ZURICH (Reuters) - Switzerland’s manufacturing sector shrank in January at the sharpest pace since the 2008 financial crisis, as companies were caught off guard by the central bank lifting its cap on the franc’s value against the euro.
The abandonment of the more than three-year-old cap sent the franc soaring, prompting firms across Switzerland to warn of a plunge in profits, with the luxury, industrial and tourism sectors most exposed to loss of foreign business.
The Swiss purchasing managers’ index, which gives a snapshot of the health of the manufacturing sector, fell to a seasonally adjusted 48.2 points in January from 53.6 points in the previous month, data showed on Monday.
That was the sharpest drop in the index since November 2008, pushing it below 50, the threshold that separates growth from contraction, for the first time in about two years.
“Clearly only very few companies expected the SNB to withdraw the minimum exchange rate,” the survey’s authors, Credit Suisse and procure.ch, said.

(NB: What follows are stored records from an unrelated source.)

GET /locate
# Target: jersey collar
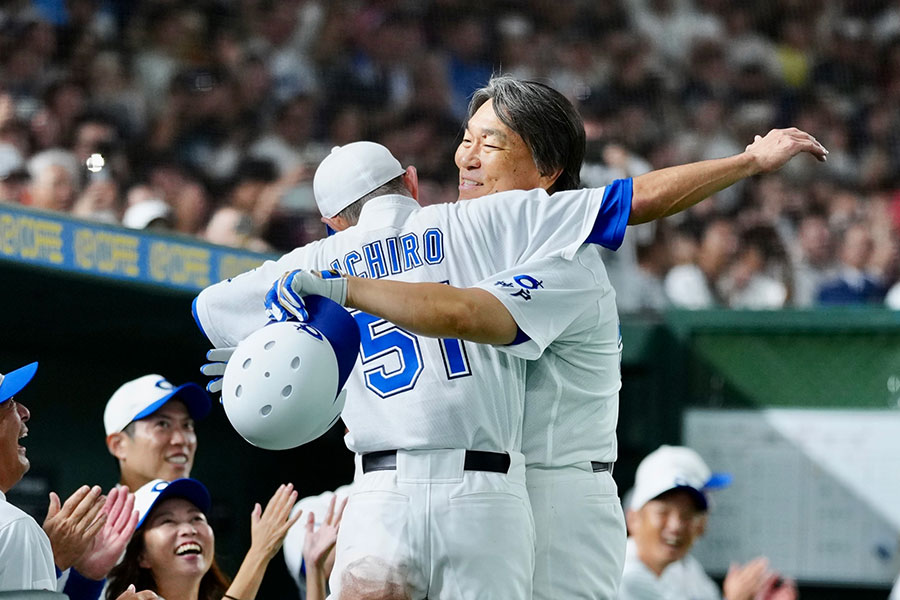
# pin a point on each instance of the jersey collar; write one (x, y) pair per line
(387, 210)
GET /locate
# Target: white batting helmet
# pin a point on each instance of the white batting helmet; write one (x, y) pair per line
(282, 386)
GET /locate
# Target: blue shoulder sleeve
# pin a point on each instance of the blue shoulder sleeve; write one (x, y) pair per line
(609, 227)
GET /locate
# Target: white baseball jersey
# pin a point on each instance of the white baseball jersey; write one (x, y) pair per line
(414, 393)
(567, 308)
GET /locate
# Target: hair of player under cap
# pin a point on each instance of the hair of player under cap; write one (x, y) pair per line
(394, 186)
(545, 119)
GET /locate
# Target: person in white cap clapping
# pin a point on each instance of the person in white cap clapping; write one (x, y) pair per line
(666, 513)
(149, 426)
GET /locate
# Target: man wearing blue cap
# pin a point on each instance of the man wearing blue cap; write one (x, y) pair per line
(26, 558)
(149, 426)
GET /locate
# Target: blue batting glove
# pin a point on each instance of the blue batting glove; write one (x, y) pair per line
(218, 358)
(290, 294)
(274, 309)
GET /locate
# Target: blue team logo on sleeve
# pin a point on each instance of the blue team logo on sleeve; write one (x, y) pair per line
(523, 286)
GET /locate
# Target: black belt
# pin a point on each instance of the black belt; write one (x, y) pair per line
(599, 467)
(476, 460)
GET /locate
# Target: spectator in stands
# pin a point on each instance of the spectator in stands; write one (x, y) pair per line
(13, 176)
(667, 513)
(696, 285)
(852, 284)
(173, 550)
(146, 210)
(150, 429)
(290, 143)
(55, 180)
(86, 532)
(756, 279)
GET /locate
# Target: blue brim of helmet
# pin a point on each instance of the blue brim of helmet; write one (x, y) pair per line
(15, 381)
(194, 397)
(190, 489)
(340, 329)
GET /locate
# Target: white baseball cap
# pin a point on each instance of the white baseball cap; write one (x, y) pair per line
(141, 214)
(675, 467)
(143, 396)
(159, 489)
(350, 172)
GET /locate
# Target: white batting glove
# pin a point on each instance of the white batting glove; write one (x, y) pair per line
(285, 299)
(218, 358)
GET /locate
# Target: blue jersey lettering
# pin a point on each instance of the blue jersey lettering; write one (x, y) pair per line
(350, 261)
(375, 260)
(434, 246)
(410, 245)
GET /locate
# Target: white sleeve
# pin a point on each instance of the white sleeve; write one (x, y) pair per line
(546, 295)
(229, 311)
(637, 586)
(26, 557)
(532, 224)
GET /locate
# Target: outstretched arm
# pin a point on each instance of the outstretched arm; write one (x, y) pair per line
(435, 309)
(671, 190)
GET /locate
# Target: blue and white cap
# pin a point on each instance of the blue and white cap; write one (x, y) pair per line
(350, 172)
(15, 381)
(153, 492)
(143, 396)
(675, 467)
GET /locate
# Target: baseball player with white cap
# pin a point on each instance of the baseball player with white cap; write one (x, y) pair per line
(666, 513)
(561, 311)
(149, 426)
(436, 422)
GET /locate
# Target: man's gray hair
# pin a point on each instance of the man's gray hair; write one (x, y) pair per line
(545, 119)
(394, 186)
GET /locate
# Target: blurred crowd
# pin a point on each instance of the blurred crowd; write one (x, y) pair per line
(208, 117)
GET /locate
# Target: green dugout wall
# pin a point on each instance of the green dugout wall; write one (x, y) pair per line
(98, 306)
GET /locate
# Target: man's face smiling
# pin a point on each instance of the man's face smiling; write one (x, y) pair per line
(13, 462)
(162, 445)
(494, 158)
(665, 528)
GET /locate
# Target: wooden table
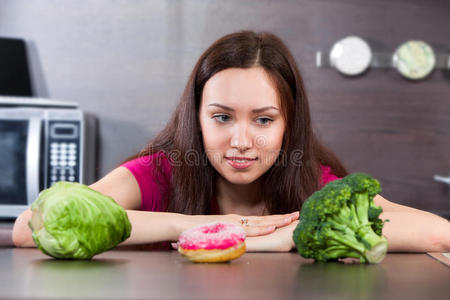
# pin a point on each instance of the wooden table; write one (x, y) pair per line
(29, 274)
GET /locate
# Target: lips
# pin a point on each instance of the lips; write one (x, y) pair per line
(239, 158)
(240, 162)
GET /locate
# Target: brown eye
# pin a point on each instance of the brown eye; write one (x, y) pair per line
(221, 118)
(263, 121)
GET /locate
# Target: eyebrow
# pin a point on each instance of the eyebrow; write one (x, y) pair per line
(258, 110)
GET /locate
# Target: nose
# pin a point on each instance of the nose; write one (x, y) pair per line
(241, 139)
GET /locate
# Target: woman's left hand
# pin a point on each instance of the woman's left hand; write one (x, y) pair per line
(278, 241)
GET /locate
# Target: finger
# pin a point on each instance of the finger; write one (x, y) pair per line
(258, 230)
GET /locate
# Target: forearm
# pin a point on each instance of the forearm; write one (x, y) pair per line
(152, 227)
(416, 232)
(147, 227)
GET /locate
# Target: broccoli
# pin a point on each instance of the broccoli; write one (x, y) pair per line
(342, 220)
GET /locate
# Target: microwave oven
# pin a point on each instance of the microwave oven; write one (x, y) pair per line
(42, 141)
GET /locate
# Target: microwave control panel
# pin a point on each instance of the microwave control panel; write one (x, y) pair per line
(63, 152)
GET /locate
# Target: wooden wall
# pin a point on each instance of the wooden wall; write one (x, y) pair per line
(128, 61)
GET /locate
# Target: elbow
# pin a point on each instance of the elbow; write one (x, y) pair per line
(21, 234)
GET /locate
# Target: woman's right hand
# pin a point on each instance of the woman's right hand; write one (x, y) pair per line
(252, 225)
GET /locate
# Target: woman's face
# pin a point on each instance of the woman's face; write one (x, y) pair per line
(241, 123)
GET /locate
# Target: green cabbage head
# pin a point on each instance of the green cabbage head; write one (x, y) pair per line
(72, 221)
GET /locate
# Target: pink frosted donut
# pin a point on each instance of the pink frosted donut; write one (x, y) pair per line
(212, 242)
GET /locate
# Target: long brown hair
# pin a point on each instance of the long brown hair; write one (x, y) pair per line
(296, 173)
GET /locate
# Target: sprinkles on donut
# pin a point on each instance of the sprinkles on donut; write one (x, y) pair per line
(212, 242)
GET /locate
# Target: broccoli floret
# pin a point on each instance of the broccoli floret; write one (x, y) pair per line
(341, 220)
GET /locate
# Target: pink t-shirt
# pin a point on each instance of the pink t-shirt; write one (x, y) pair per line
(155, 196)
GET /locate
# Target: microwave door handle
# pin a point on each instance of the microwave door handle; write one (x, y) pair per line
(32, 157)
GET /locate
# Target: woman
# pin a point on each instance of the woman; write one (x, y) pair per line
(240, 148)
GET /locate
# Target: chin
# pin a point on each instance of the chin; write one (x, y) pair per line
(241, 179)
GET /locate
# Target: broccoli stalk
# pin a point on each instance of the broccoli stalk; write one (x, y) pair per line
(337, 222)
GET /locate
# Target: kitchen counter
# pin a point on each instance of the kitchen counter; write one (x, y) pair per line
(26, 273)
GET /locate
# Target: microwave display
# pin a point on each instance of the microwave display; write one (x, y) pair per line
(39, 147)
(13, 139)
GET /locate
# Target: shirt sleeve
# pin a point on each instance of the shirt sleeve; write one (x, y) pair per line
(154, 187)
(327, 175)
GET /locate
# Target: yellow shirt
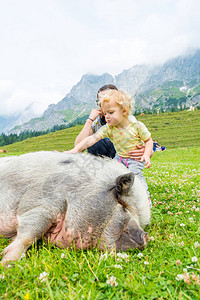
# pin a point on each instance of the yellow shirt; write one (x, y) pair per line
(126, 139)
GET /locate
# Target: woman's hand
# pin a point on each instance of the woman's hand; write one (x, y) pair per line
(137, 153)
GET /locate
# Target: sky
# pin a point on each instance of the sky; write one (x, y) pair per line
(47, 45)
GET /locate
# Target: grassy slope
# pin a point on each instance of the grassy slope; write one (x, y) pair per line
(173, 183)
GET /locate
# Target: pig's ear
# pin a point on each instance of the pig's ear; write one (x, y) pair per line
(124, 182)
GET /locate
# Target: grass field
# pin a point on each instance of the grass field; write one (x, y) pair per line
(168, 268)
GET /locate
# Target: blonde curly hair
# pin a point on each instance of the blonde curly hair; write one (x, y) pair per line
(119, 97)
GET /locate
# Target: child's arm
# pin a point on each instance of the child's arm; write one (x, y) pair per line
(86, 143)
(147, 153)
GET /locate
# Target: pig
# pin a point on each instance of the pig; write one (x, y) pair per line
(71, 200)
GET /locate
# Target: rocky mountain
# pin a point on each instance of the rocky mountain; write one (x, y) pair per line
(173, 85)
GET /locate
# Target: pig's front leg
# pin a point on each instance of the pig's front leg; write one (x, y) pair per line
(31, 226)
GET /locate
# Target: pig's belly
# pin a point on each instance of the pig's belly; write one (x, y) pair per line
(8, 225)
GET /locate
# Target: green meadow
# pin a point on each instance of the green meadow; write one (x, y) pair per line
(168, 268)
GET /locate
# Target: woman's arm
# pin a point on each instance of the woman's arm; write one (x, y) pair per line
(87, 129)
(86, 143)
(147, 152)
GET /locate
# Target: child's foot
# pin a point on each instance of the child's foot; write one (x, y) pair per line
(150, 204)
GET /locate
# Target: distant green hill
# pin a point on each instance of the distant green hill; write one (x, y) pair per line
(173, 130)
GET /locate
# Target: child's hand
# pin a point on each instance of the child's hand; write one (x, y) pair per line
(71, 151)
(146, 158)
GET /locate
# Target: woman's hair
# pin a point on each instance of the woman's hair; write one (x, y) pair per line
(119, 97)
(106, 87)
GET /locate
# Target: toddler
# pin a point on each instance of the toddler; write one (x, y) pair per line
(124, 132)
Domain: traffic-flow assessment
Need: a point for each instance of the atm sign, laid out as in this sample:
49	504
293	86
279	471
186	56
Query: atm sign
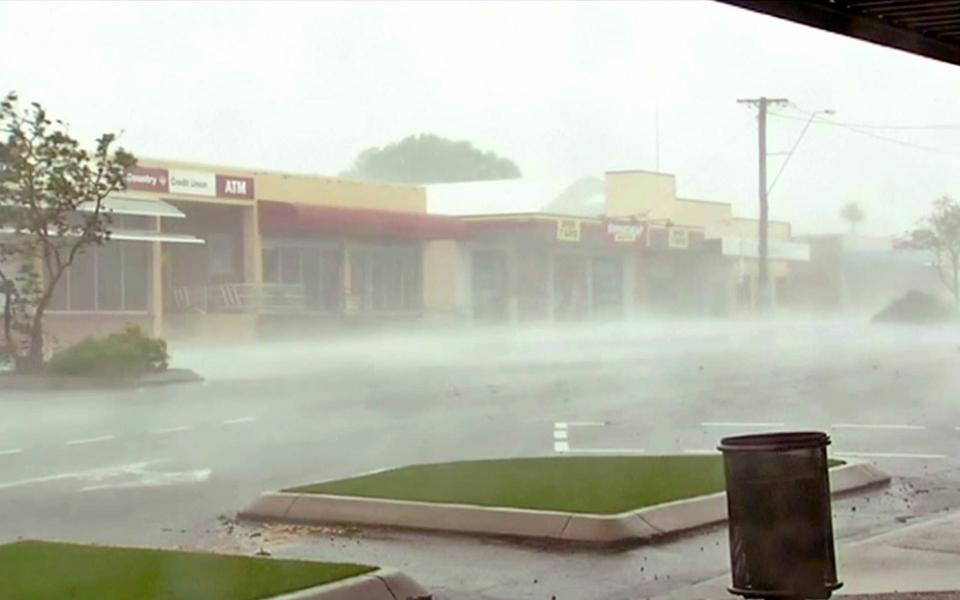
234	187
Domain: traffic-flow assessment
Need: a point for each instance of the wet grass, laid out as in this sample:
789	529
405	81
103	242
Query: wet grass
594	484
578	484
54	571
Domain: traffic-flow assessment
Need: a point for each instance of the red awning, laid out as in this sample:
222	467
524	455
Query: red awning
284	218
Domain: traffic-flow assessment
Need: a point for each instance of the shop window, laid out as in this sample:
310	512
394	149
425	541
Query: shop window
315	268
271	265
221	251
111	277
386	279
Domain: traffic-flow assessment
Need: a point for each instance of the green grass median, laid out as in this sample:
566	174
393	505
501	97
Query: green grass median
590	484
55	571
578	484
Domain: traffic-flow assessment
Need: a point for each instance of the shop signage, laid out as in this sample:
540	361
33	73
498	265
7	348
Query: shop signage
568	230
193	183
229	186
190	183
776	249
679	238
147	179
625	233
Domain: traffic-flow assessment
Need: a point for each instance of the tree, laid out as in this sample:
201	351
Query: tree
940	234
853	214
429	158
51	210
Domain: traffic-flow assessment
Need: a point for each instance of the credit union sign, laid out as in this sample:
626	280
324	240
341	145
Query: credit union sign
189	183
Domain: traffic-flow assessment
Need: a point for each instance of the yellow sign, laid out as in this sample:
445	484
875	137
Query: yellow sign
625	233
568	230
679	238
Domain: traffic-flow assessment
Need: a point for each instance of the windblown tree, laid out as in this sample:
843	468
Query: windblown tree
429	158
853	214
51	210
940	234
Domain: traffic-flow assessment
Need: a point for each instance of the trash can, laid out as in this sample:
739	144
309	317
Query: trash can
778	504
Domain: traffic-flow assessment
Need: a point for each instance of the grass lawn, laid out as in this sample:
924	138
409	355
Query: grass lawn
54	571
590	484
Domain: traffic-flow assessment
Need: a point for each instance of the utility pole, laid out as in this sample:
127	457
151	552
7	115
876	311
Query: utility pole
763	276
656	135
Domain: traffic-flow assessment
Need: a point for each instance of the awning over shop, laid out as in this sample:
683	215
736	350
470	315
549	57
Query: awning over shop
134	235
278	218
142	207
776	249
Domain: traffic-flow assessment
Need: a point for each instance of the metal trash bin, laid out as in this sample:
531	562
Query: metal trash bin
778	503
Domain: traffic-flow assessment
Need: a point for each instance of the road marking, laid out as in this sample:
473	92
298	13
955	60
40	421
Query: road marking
734	424
889	455
875	426
171	430
606	450
145	478
93	474
102	438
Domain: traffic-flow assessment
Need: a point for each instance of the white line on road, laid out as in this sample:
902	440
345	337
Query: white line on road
94	474
166	430
606	450
889	455
875	426
733	424
102	438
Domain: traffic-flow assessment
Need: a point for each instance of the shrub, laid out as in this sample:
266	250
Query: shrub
127	353
915	307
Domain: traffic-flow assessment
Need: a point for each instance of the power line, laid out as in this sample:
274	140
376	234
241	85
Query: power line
871	134
875	126
792	150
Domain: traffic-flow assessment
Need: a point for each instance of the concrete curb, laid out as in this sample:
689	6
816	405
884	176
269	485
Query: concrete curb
30	382
631	526
382	584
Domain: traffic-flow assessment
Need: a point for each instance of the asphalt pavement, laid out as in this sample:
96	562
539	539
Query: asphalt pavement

The subindex tracking purchasing prices plummeted by 26.7 points to a historic low of 21.2 points, indicating a sharp fall in prices in Switzerland ahead.
The survey showed that 85 percent of companies polled had taken measures already to cushion the impact of the franc’s sharp appreciation.
“Somewhat more than every tenth company (14 percent) is planning a relocation abroad or has imposed a direct freeze on investments and recruitment,” Credit Suisse and procure.ch said.